Compounding this financial burden, international students are not allowed, due to work visa restrictions, to earn a “legal” living wage to offset these costs. And they are often subject to the whims of mercurial, culturally illiterate professors, advisers and administrators whose decisions, sometimes arbitrarily, but frequently profoundly, change these students’ professional and personal lives.

Consider the case of Makato, a Japanese student at a prominent local university studying psychology. When Makato first sought legal assistance several years ago, he was distraught because he had just been summarily expelled from his university without adequate justification, only one week before the completion of his final internship. In an all too common pattern, this university accepted his tuition money, as well as tuition money from many other foreign students in his particular course of study, then slowly and methodically reduced their group through harassment, bullying and discrimination.

Reasons given for international students not being allowed to complete their degrees included a lack of language skills (the irony that all of these young people speak and write in at least two languages when those who “judge” them for their alleged lack of English fluency mostly spoke only one language is but one very painful double standard here), a purported inability of instructors to understand different cultural learning styles, and/or that these students were working part-time at local community businesses “under the table” without official university or government permission. Such methods of exploitation are cringe worthy, especially because these international students often lack the power or the connections to fight back when they are told they will not be allowed to complete their degrees.

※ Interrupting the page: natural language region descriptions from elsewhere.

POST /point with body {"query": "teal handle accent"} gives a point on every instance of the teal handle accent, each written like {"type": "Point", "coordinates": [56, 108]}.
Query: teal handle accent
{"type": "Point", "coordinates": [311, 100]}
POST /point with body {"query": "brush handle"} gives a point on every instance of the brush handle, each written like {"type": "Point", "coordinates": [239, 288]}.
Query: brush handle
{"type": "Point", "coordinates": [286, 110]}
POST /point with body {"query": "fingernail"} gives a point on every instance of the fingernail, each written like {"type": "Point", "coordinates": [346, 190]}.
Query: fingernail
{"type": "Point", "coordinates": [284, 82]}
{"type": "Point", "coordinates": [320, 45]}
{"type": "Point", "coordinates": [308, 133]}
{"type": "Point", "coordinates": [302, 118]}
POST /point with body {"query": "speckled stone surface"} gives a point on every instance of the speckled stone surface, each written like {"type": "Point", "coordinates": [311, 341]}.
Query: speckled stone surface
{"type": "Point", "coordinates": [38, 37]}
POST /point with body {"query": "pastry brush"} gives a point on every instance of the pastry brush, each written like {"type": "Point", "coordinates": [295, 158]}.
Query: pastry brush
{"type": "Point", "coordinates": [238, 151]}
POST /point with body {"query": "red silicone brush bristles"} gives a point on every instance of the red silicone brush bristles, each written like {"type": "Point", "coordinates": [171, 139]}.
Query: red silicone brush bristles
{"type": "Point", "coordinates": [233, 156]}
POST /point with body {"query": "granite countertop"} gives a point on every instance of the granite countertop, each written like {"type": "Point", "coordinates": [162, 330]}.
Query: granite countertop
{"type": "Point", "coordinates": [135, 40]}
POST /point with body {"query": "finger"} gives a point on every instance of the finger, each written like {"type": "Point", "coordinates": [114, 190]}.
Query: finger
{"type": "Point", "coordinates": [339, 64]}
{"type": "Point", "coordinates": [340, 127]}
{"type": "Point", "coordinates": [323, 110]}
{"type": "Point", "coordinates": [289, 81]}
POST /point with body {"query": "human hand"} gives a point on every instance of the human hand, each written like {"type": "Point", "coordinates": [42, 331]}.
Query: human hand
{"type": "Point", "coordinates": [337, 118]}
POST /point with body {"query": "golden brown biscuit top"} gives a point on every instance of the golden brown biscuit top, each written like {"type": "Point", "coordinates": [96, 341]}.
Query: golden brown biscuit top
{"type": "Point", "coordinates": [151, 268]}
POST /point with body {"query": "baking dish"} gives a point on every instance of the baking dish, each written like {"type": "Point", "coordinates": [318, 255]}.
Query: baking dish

Makoto was verbally abused so many times by the director of his program that he cried. He was then sent to the university-approved therapist to obtain a “report” regarding his mental health. Makato wrote in his journal around that time: “I was very depressed – angry but sad. Suddenly I lost my internship, and couldn’t received the credit from the program. On top of that, I was scored the lowest which is very fatal since international students are not allowed to receive the lowest score or immigration can send me back to Japan for not studying hard enough. I visited university offices, the dean of students, my adviser and professors. No one was able to help me with this situation. The internship director told an untrue story about me to the university. She said that I was ‘always late, unfriendly, unskilled, had bad attitude, and we decided we can’t handle him anymore.’ None of this was accurate, and I felt very hurt and helpless. I needed to get a lawyer, but most of them wanted at least $5,000 to help me.”

Instead of proactively implementing solutions to help Makoto complete his degree, the university dispatched him to a therapist who produced a biased and troubling report, used in concert with the internship director’s prior statements, as “evidence” to warrant the expulsion of Makato. (Need dear readers be reminded of the brutal, sometimes suicide-inducing shame which accompanies academic failure in Japanese culture?) The good news for Makato is that he found an effective and affordable legal professional to fight successfully for his university reinstatement. His lawyer confronted the therapist directly at his office with a readied lawsuit, and simultaneously demanded legitimate administrative procedural due process from the dean of students at the university. Makato has since graduated, qualified for and obtained a work visa. He has even started his own psychology practice which promotes healing for young people in both Japan and the United States.

Other international students are not as fortunate, however. Thus we in the legal community must seek out, support and protect all the Makatos among us. We should, every chance we get, thank them for their valuable contributions to lives, and try to learn from them as much as they want to learn from us.


Jonathan D. Messinger is a Boston and New York-based attorney and a member of the NLG Board.